Nope because that is limited by the diffraction limit for white light or evescent propogation for FL. You might be able to come up with something clever with FRET but I dont see comming up with something clever being limited by fps speeds.


A nuclear explosion please.


Free read-only link: http://rdcu.be/bLy6


Not sure if it's because of HTTPSwitchboard or not, but copy/paste, print, etc. all seems to work fine. The loading time is pretty bad however. (Also, thanks!)


Here's a link to the supplemental videos for the article:

http://www.nature.com/nature/journal/v516/n7529/fig_tab/natu...


#4 is really nice; light moving at different speeds in different media. I'm also struck by #2, light reflecting off a mirror, because some of the photons apparently carry on through the mirror (he said, as if recording the main packet bouncing off it were no big deal...).

In the near term, could this technology lead to to the development of improved beam splitters, mirrors, bottles etc. that would drive the development of optical computing?


Quoting the caption from figure 3 in the article:

"The bright spot behind the mirror is attributed to imperfect resolution."


What is that "faster-than-light propagation of non-information" they mention observing?

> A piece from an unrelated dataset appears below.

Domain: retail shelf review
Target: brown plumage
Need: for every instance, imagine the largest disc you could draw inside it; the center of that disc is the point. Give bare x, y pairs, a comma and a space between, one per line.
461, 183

I've read a pretty cool, although somewhat useless, example of this a while ago. Imagine towers with powerful projectors pointing up spaced out 10 miles apart all the way around equator. You configure towers such that they sequentially activate projectors for a small fraction of a second, and only one tower is active at any given time, and at least one tower is active at any given point of time, and towers must activate sequentially.

Now with this setup if you dial down activation time so that it is smaller then 53.7 microseconds [0] next tower will not be able to receive any communication from previous tower on when to activate, signal would just not travel fast enough. Activations of towers would need to be scheduled. Now consider an observer looking at Earth with a powerful telescope from a significant distance. To him there would be an object emitting light that is moving around earth faster than light.

[0] 10(miles towers apart) / 186282(light speed in miles/second in vacuum)= ~0.0000537 seconds = 53.7 microseconds


So, basically, you fake it with carefully timed "cron jobs", setup well in advance of the experiment, but there's no real communication between instances during the experiment.

They just seem to be real-time-coordinated from outside because of the way the cron jobs are firing.


It's when you (for example) sweep a beam across a field. The spot of light can move really quickly, even crossing the field faster than light itself could, but it's not conveying information from where it's been to where it's going. Nothing physical is moving at anything even approaching the speed of light.


I hadn't seen "non-information" used as a way to describe that sort of thing before, but it makes a lot of sense. Avoids a whole bunch of unproductive arguments about whether something's "real" or not.


Wow, I've never considered such a thing before. Can this be used for anything?


Sadly, no. Imagine an immense wall light-years wide and a light-year or so away from you. If you have a (really!) bright laser pointing at it, you can wiggle around the dot so that the dot moves at FTL speeds. But, there'll be at least a year's lag from your wiggle to the dot moving (and another year before you can see the dot move), so you can't use it for signaling faster-than-light or anything like that.


unless there's an alien with another laser pointer on the other side ;)


Typical example is a wave crashing on the shore at a slight angle. Wave may be going only a few mph. But the wavefront breaking on the sand will appear to move horizontally at tremendous speed.


I look forward to watching a movie of photons getting trapped in quantum wells during photosynthesis sometime soon!


The paper is clearly written, read it if you can.


Amazing! You can actually see the laser pulse bouncing off of the material!


Ramesh Raskar presents femto-photography, a new type of imaging so fast it visualizes the world one trillion frames per second, so detailed it shows light itself in motion. This technology may someday be used to build cameras that can look “around” corners or see inside the body without X-rays.